VOIT REPORT:  PHOENIX OFFICE LEASE RATES RISE FOR THE SIXTH CONSECUTIVE QUARTER; RETAIL MARKET POSTS LOWEST VACANCY RATE SINCE 2008

Jennifer Farino, Voit Real Estate Services
Jennifer Farino, Voit Real Estate Services

By Jennifer Farino
The Phoenix office market continued to convey strong signs of recovery in 2014, and marked its sixth consecutive quarter of rising lease rates.  The average asking full-service gross lease rate finished the second quarter at $21.12 per square foot, an increase of 3.23% from 2013’s second quarter average asking lease rate, according to a new Second Quarter Market Report  from Voit Real Estate Services.

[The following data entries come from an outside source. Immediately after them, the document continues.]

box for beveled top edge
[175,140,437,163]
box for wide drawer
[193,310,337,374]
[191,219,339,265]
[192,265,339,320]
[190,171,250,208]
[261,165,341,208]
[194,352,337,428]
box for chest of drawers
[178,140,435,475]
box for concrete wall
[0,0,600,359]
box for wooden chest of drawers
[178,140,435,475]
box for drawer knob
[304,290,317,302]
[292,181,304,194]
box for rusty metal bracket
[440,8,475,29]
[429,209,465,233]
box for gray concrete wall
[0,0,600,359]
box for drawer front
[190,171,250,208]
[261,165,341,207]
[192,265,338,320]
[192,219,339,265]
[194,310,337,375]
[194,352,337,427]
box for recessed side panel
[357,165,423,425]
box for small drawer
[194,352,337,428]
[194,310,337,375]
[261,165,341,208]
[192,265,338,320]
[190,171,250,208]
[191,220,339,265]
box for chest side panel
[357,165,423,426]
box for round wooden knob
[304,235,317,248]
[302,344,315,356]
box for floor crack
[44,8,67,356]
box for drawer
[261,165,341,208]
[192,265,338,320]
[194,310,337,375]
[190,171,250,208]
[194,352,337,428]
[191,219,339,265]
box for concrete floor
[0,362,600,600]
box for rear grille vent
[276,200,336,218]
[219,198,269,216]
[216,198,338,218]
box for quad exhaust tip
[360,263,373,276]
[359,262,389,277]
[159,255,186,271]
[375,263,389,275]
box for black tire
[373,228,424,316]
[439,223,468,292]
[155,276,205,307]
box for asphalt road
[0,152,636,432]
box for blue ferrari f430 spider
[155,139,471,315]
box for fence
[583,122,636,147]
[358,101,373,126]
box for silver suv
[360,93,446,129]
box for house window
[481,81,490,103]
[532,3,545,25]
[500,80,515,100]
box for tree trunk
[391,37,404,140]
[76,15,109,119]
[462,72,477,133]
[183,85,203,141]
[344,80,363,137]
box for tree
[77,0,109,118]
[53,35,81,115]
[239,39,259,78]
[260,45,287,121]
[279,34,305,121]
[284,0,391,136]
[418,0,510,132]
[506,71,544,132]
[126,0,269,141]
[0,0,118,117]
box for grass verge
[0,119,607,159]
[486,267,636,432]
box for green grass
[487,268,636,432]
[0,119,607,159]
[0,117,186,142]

“This is good news for the Phoenix market overall,” explains Jennifer Farino, Market Research Analyst at Voit.  “The rise in lease rates demonstrates that the market continues to improve, which further supports the recovery we’ve been forecasting for the past 12 to 24 months.”

Demand for Office Product Increases
As a whole, the Phoenix office market posted just over 7.1 million square feet of positive absorption since the second quarter of 2011, 5.8 million of that in the last nine quarters, according to Voit’s report.

Another trend to note, according to Farino, is the continued decrease in the amount of vacant and available space in Phoenix.  “We should see a very slight increase in construction in the coming quarters, with just under 20.0 million square feet waiting in the wings as planned projects throughout the Valley.”
As the recovery continues, Farino notes that Phoenix is poised for growth in the new niche of high-tech manufacturing. This, in addition to a high demand for back office workers, will help lead the charge of positive absorption in the Phoenix office market.

Vacancy and Availability in Retail Market Reach Pre-Recession Levels
The Phoenix Retail market took significant strides toward continued improvement in 2014 with positive absorption for the year thus far, a twenty-one cent or one and a half percent increase in asking lease rates, and drops in both vacancy and availability, compared to the first quarter of 2014.

“Overall in the Phoenix Retail market over the last two and a half years, vacancy has decreased over 16 percent while availability has decreased 13 percent,” says Farino.  “The substantial drops in vacancy and availability are contributing to the gains in asking lease rates.”

Both vacancy and availability continued trending downward throughout 2014. Vacancy ended the second quarter of 2014 at 10.26 percent, a drop just over 6 percent from 2013’s second quarter.  Likewise, availability posted a rate of 11.43 percent at the close of the quarter, a substantial decrease of almost 6.4 percent from a year ago.

As lease rates rise, sale prices are also ticking up, notes Farino, who attributes this trend to the diminishing supply of product under construction in the Phoenix Metro area, leaving the existing product to take in new retailers opening businesses.

“Overall, we continue to be cautiously optimistic about the Phoenix Retail market,” says Farino. “We continue to see improvement in both the office and retail markets, and we anticipate positive gains moving forward, provided job creation continues and consumer confidence stabilizes.”